With developers clamoring to purchase nearly a dozen lots in the Castro, longtime residents and business owners have been fretting about what might come of the famously gay neighborhood.
Now, a plan that aims to maintain the feel of the neighborhood while the area grows is in the works.
In large part, the wide-reaching suggestions for the plan, which covers a large area between Market Street and Octavia Boulevard to 17th Street and Market streets, have seen remarkable consensus, Planning Director John Rahaim said.
“I think it’s an excellent model of how we can do these things in other areas where we see growth happening,” he said.

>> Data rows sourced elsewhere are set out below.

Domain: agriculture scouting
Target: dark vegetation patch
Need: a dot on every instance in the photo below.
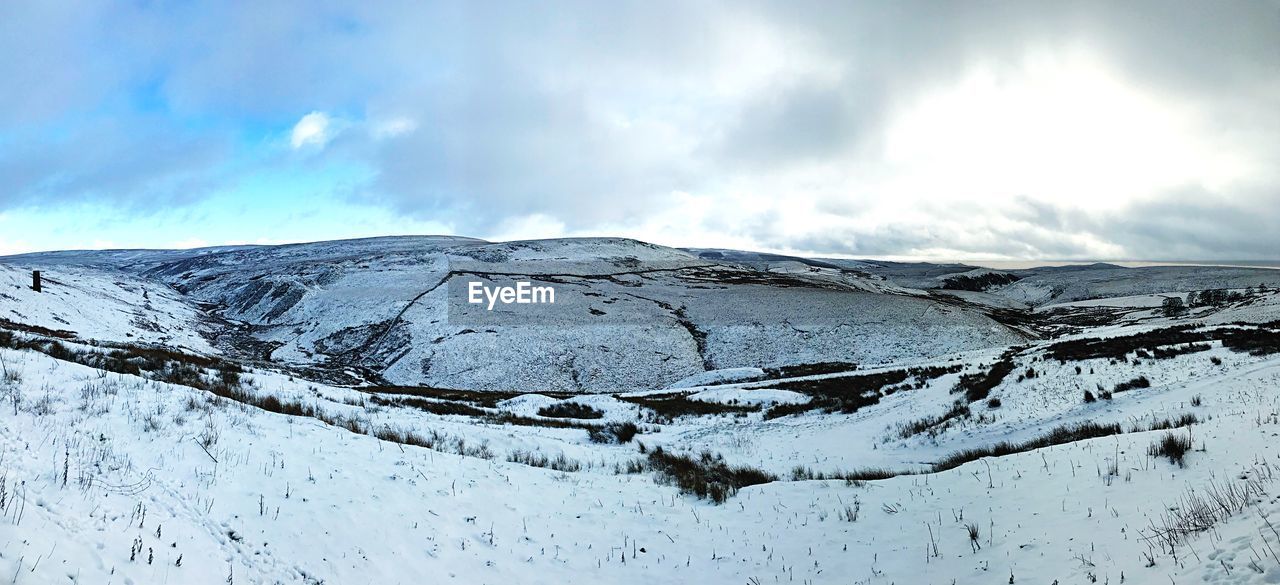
(1141, 382)
(1168, 352)
(853, 478)
(570, 410)
(1257, 342)
(538, 460)
(1119, 347)
(613, 433)
(705, 476)
(854, 392)
(809, 369)
(1059, 435)
(979, 283)
(977, 387)
(485, 398)
(1173, 446)
(435, 407)
(935, 425)
(668, 407)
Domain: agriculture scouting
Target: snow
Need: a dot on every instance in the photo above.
(97, 467)
(291, 499)
(720, 376)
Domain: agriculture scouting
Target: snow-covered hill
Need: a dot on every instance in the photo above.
(630, 314)
(260, 478)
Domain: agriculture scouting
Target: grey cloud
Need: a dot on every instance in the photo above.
(593, 113)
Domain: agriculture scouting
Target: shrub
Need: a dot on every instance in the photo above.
(570, 410)
(705, 476)
(539, 460)
(1173, 446)
(668, 407)
(1059, 435)
(976, 387)
(615, 433)
(1141, 382)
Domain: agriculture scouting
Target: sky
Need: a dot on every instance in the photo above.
(970, 129)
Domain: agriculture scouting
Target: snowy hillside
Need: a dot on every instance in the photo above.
(261, 415)
(380, 310)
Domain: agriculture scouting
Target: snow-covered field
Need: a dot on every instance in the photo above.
(201, 476)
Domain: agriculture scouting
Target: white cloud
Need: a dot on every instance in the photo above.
(312, 129)
(393, 127)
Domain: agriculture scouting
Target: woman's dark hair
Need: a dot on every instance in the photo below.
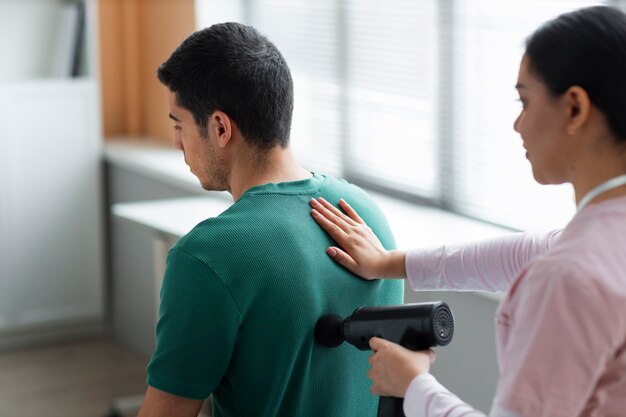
(233, 68)
(585, 48)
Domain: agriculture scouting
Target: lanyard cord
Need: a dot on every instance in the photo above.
(602, 188)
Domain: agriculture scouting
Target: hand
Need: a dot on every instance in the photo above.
(361, 252)
(394, 367)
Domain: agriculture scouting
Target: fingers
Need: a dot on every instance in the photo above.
(332, 213)
(376, 343)
(350, 211)
(337, 233)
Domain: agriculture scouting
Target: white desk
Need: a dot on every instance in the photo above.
(169, 220)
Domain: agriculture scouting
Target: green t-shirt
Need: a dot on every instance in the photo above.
(240, 298)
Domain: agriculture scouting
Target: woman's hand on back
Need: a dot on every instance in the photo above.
(359, 249)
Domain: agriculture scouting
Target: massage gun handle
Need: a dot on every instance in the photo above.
(390, 407)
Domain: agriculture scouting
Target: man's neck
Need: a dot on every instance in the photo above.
(277, 165)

However, the document has been far from controversy-free: A plan to close 17th Street, though supported by many businesses, was described as “a shortsighted effort to solve a problem that doesn’t exist,” said Patrick Batt, a longtime Castro business owner and former director of the Merchants of Upper Market and Castro.
But community groups fear the plan may not do enough to preserve the neighborhood’s color or character, and worry the new developments will eventually squeeze gay-friendly culture out of the neighborhood.

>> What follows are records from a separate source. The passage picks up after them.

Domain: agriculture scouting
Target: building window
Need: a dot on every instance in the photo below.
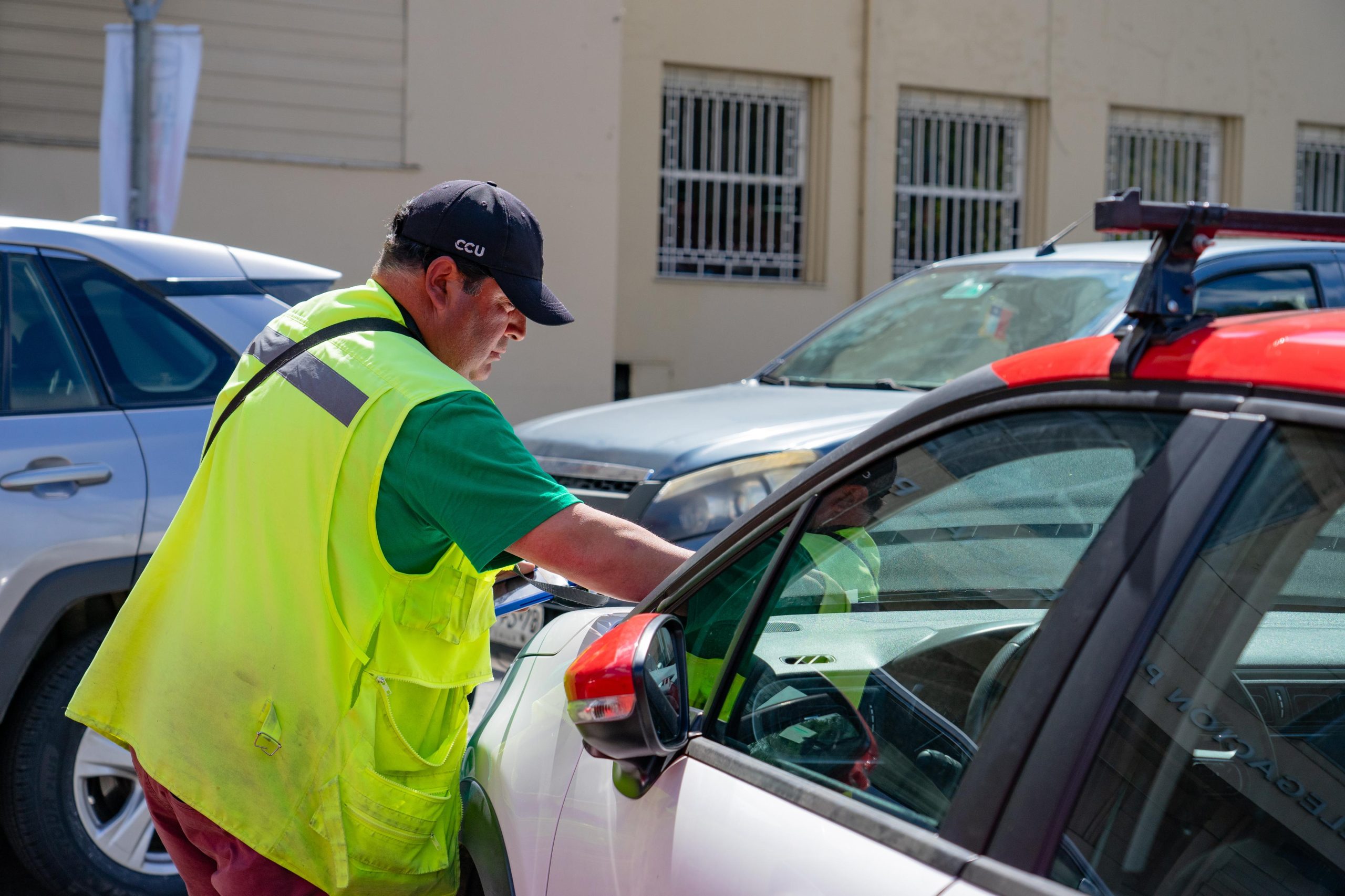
(1320, 185)
(1169, 157)
(959, 176)
(733, 175)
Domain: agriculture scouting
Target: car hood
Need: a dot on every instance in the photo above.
(684, 431)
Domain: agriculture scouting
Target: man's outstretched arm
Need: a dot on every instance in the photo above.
(601, 552)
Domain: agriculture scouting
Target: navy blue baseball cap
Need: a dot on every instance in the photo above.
(490, 226)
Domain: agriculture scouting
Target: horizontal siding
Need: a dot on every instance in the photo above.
(294, 78)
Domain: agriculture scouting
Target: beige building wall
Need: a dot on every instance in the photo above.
(1262, 66)
(563, 106)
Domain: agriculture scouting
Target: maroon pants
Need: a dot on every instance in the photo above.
(210, 860)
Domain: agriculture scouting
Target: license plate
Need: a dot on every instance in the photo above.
(514, 630)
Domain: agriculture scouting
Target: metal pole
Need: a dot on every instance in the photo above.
(143, 14)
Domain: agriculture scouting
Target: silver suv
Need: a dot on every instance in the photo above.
(113, 345)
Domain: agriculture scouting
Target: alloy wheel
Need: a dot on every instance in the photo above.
(113, 810)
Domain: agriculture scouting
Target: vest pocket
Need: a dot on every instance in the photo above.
(454, 607)
(395, 828)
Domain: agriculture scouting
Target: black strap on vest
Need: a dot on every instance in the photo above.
(358, 325)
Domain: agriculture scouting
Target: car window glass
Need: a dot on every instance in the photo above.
(914, 595)
(943, 322)
(1245, 294)
(1223, 772)
(150, 353)
(46, 367)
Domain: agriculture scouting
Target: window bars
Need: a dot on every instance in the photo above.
(1320, 183)
(735, 155)
(1171, 157)
(959, 176)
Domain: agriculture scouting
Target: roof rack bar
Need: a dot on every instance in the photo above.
(1127, 214)
(1163, 305)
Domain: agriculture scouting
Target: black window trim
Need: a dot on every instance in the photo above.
(69, 326)
(178, 315)
(1052, 780)
(1285, 264)
(1062, 750)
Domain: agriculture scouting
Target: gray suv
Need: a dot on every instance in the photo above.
(113, 345)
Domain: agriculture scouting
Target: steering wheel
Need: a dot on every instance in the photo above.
(995, 680)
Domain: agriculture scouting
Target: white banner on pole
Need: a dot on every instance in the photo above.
(177, 73)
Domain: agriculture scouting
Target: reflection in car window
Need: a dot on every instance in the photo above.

“We need to protect the gay identity of the neighborhood,” said Damien Quesnel, who is on the board of the Eureka Valley Promotion Association. “If you look at how many new units are going to be coming into the Upper Market area in the next five or 10 years, and if you look at the profile of people moving in, it’s not often gay people that are moving in.”
Though he admitted there’s not much to be done about non-gay people moving in, he said The City could consider programs that would help Castro residents who are displaced by new development find new homes within theneighborhood.
“There are very few places in the world where young gay people can come and experience being in an environment where they are in the majority,” he said. “It’s worth preserving.”
The wide-reaching planning document, the Upper Market Design Plan, is a brainchild of Supervisor Bevan Dufty, and resulted from what he says was the best-attended planning process in memory.